The last month and a half has been very frustrating, stressful, and mostly depressing. Don't get me wrong. There are certainly these amazing moments, and some fantastic opportunities, and I appreciate these things more than ever. Maybe that's one of the benefits of bad situations.

I could list all of the things gone wrong.. Dan's job, the motorcycle accident, being rear-ended, having my identity stolen. These things individually could be a cause for stress, but it seems like everything has happened all at once. I have spent incredible amounts of time on the phone, on the internet, filling out paperwork, and in various locations dealing with all this stuff. I'm so busy at work I'm having a hard time completing the day's tasks, but I'm also distracted and less efficient.

This weekend I went into a TD branch to discuss some fraudulent account under my name. I was listening to myself explain it to the teller, and then the manager, and I honestly just had to laugh. These are situations that happen in the movies, not in real life, and not to someone that has as financially boring a life as I do.
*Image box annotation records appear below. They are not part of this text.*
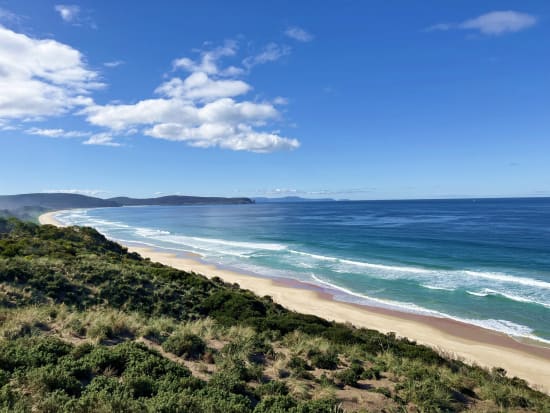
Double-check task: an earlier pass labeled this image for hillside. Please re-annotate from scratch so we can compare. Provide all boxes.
[0,193,254,220]
[0,193,119,210]
[109,195,253,206]
[0,218,550,413]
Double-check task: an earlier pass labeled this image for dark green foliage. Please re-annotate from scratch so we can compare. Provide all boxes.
[336,362,365,387]
[162,333,206,359]
[307,350,338,370]
[0,218,550,413]
[254,396,296,413]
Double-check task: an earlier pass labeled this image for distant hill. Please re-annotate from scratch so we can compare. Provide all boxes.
[0,193,254,220]
[254,196,336,204]
[0,193,120,210]
[108,195,254,206]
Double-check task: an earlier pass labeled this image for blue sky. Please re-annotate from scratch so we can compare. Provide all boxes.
[0,0,550,199]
It's unfortunate that these experiences leave me less trusting, and more suspicious of people and their motives.  It is fortunate however, that I have so many people in my life that I do trust.

Sunday 3 June 2018

A Breath

I am, and probably will continue to be, someone that has a lot on my plate. I enjoy being social. I enjoy accomplishing things in my spare time. I just don't enjoy when I unintentionally over-commit myself. I don't like being late, or not being somewhere when I say I'm going to be. 
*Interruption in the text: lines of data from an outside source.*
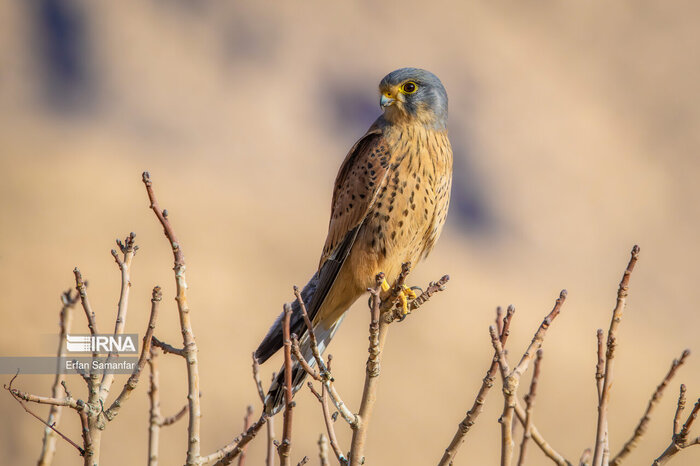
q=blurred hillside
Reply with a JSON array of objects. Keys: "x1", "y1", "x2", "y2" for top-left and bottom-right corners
[{"x1": 0, "y1": 0, "x2": 700, "y2": 466}]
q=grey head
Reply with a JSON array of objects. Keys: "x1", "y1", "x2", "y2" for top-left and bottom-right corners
[{"x1": 379, "y1": 68, "x2": 447, "y2": 129}]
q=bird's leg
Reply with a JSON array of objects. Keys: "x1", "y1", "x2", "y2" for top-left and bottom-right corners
[
  {"x1": 382, "y1": 278, "x2": 418, "y2": 316},
  {"x1": 399, "y1": 285, "x2": 418, "y2": 316}
]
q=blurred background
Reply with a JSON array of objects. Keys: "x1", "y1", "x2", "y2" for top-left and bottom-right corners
[{"x1": 0, "y1": 0, "x2": 700, "y2": 465}]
Kung fu is one of those things that I've always managed to make time for. Even if it's just a little bit here and there. Or some mental brainstorming and processing of some concept we've been working on. It's always been there. Sneaking it's way into things. Which is one of the ways that I continue to feel engaged even when my life gets crazy. 
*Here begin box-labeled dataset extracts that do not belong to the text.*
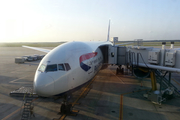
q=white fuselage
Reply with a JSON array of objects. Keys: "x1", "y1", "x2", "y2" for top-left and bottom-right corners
[{"x1": 34, "y1": 42, "x2": 110, "y2": 97}]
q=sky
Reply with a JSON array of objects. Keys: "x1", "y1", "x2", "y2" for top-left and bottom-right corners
[{"x1": 0, "y1": 0, "x2": 180, "y2": 42}]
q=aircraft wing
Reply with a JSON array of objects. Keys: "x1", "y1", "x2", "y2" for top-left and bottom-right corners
[{"x1": 22, "y1": 46, "x2": 51, "y2": 53}]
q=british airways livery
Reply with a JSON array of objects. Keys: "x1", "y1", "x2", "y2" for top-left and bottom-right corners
[{"x1": 23, "y1": 41, "x2": 112, "y2": 97}]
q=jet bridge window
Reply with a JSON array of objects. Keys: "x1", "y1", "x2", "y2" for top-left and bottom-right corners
[
  {"x1": 64, "y1": 63, "x2": 71, "y2": 71},
  {"x1": 58, "y1": 64, "x2": 65, "y2": 71},
  {"x1": 46, "y1": 64, "x2": 57, "y2": 72}
]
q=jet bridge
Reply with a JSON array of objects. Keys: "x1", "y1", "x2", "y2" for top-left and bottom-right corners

Though life has been hectic the last few weeks, I've made a lot of progress mentally. I don't feel like I get so easily overwhelmed, but at the same time, it builds up slowly, so I often don't notice it. It becomes like some kind of fervor. I just start getting more and more frantic, so that by the time I realize where I'm at mentally, it's gone too far.

I have realized that some of the things that are going on, were starting to weigh on me. I was letting myself get too caught up in that sense of urgency. None of the things are urgent. None of them are going to be easy, but if I just keep making small progress forward. I will figure these things out.